For programmers with a background in procedural programming this can make certain tasks difficult. Of course it is possible to mimic stateful behavior by making extensive use of recursive calls, but the stylesheets become hard to understand and execution requires a lot of memory.
In addition, XSLT does not have a complete set of built-in mathematical operators. For example, there are no trigonometric or logarithmic functions. This can be a disadvantage if, for example, we want to generate business graphics in SVG format. It is not impossible (one programmer succeeded in solving differential equations with XSLT!), but it is difficult.
Last but not least, the result of an XSLT style sheet transformation is always written to a single output stream. We cannot split output into several files (this issue is addressed in XSLT 1.1).
These limitations necessitate an extension mechanism, which XSLT fortunately provides. Several XSLT processors provide extensions, most notably Michael Kay's Saxon and the Apache Group's Xalan.
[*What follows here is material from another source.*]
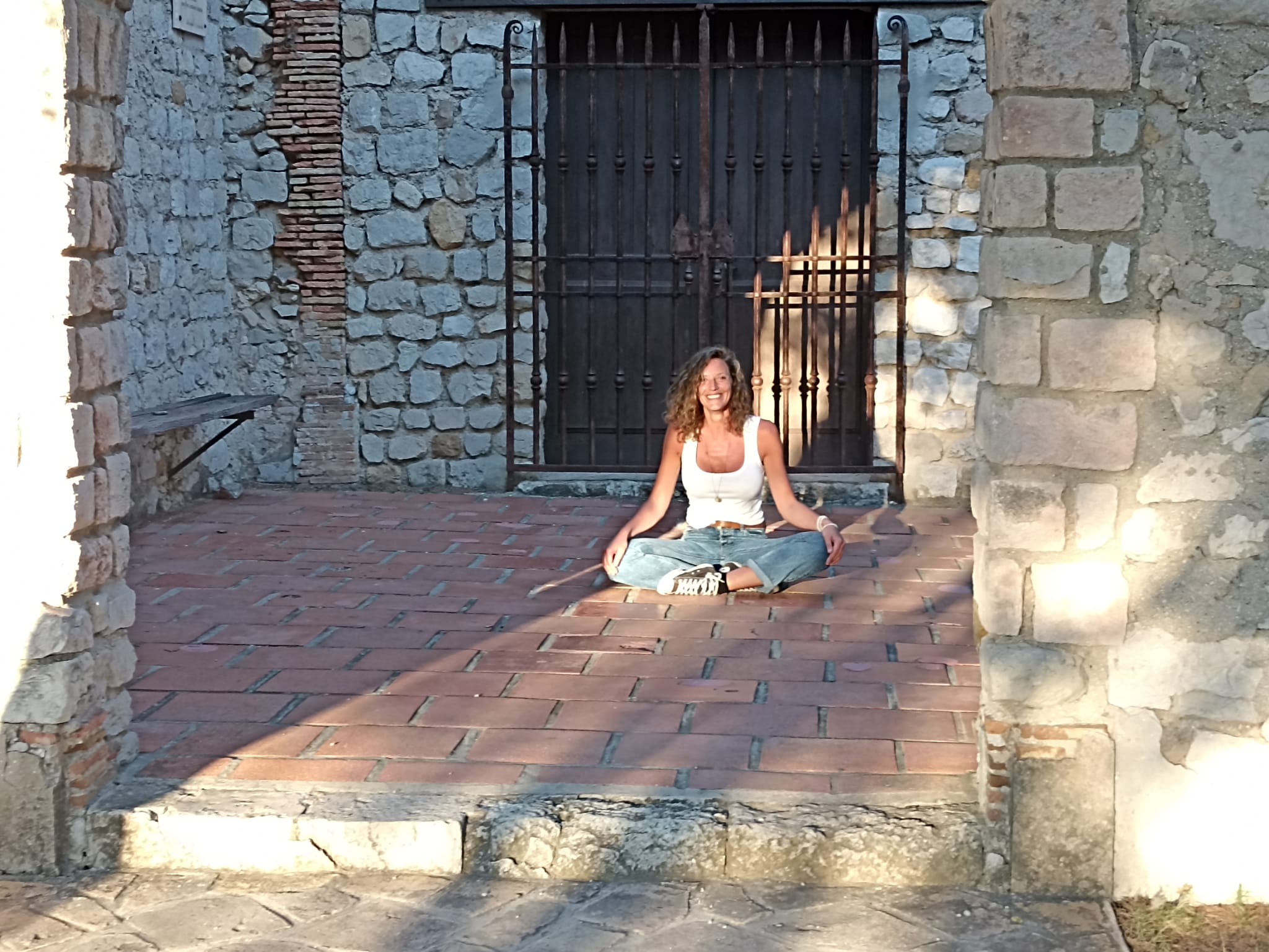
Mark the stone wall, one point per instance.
(64, 653)
(947, 107)
(423, 164)
(1121, 573)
However, although the extension mechanism is standardized, the extensions themselves are not, so you have to choose a specific processor and stay with it.
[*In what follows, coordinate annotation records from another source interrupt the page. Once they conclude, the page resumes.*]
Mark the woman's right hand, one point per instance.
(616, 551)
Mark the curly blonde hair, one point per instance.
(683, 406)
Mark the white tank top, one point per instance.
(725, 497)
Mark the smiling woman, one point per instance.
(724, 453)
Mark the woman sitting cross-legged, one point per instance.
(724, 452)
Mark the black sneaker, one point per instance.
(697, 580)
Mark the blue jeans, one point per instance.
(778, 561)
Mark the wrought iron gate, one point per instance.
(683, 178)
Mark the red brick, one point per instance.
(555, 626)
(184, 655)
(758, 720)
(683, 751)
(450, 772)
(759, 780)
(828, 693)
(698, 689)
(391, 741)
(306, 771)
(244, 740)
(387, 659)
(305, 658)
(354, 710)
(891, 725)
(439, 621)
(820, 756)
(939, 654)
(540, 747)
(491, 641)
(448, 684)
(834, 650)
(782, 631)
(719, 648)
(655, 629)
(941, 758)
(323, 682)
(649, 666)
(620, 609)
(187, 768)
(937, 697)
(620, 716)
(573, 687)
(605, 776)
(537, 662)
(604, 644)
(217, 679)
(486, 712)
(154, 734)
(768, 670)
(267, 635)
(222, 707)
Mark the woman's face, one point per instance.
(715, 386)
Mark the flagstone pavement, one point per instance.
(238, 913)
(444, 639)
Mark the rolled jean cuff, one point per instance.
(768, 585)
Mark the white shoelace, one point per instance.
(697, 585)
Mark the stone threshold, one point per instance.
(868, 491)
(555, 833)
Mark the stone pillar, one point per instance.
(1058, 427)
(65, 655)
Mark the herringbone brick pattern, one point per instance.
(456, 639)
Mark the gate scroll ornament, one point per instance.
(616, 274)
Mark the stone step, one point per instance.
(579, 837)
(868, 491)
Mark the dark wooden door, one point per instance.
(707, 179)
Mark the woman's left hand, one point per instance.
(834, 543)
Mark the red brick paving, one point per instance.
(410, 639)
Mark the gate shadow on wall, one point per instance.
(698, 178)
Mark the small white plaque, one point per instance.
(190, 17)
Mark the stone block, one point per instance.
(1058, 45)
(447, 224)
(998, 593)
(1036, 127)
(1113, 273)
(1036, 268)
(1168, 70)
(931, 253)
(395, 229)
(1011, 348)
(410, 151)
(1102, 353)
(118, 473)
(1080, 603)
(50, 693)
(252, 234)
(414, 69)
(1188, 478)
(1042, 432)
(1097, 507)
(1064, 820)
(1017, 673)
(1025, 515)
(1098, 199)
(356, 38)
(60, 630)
There are several ways to apply stylesheets to an XML document. The common way is to supply a pointer to a stylesheet within a processing instruction of an XML document, for example:
<?xml-stylesheet type="text/xsl" href="album.xsl"?>
This processing instruction causes the XML processor to apply the stylesheet album.xsl to the content of the XML document.
In many cases, the XML client is a web browser. This is fine as long as we have control over which web browsers are used (for example, in an intranet) and can guarantee that all clients understand XSLT 1.0. But on the Internet we can be quite sure that not all clients (for example PDAs) can handle XSLT, so the conversion from XML to HTML must be done on the server.
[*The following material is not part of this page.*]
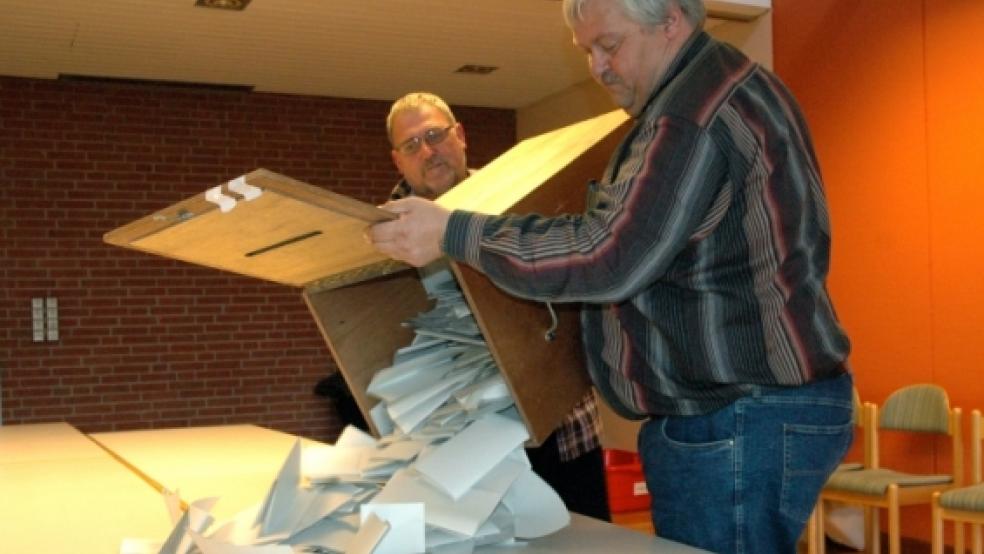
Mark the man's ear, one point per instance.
(396, 160)
(459, 130)
(674, 21)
Tamino's serialization method, in combination with the XSLT server extension, offers exactly this functionality. Using serialization, a server extension call can be included in a query. The XSLT server extension, as described in the chapter Example: XSLT Server Extension of the server extension documentation, makes XSLT transformations of XML documents retrieved from Tamino, using stylesheets that are stored in Tamino.
For storing stylesheets, we first define a small schema for the stylesheet document type:
<?xml version = "1.0" encoding = "UTF-8"?> <xs:schema xmlns:xs = "http://www.w3.org/2001/XMLSchema" xmlns:tsd = "http://namespaces.softwareag.com/tamino/TaminoSchemaDefinition" xmlns:xsl = "http://www.w3.org/1999/XSL/Transform" targetNamespace = "http://www.w3.org/1999/XSL/Transform" > <xs:annotation> <xs:appinfo> <tsd:schemaInfo name = "stylesheet"> <tsd:collection name = "encyclopedia"/> <tsd:doctype name = "xsl:stylesheet"> <tsd:logical> <tsd:content>closed</tsd:content> </tsd:logical> </tsd:doctype> </tsd:schemaInfo> </xs:appinfo> </xs:annotation> <xs:element name = "stylesheet"/> </xs:schema>
Note that we have defined a single untyped element with the name
stylesheet
. Accordingly, we have used the same name for the
document type.
After we have defined this schema to Tamino,
we can add stylesheets to our encyclopedia
collection. To be able
to identify these stylesheets later, we use the option to store a document
instance under a particular document name (@ino:docname
). This
allows us to retrieve that document by its name via URL (see
From Schema to
Tamino::Object Identity).
The documentation for the SerializationSpec expression in the XQuery Reference Guide provides further information about the use of serialization.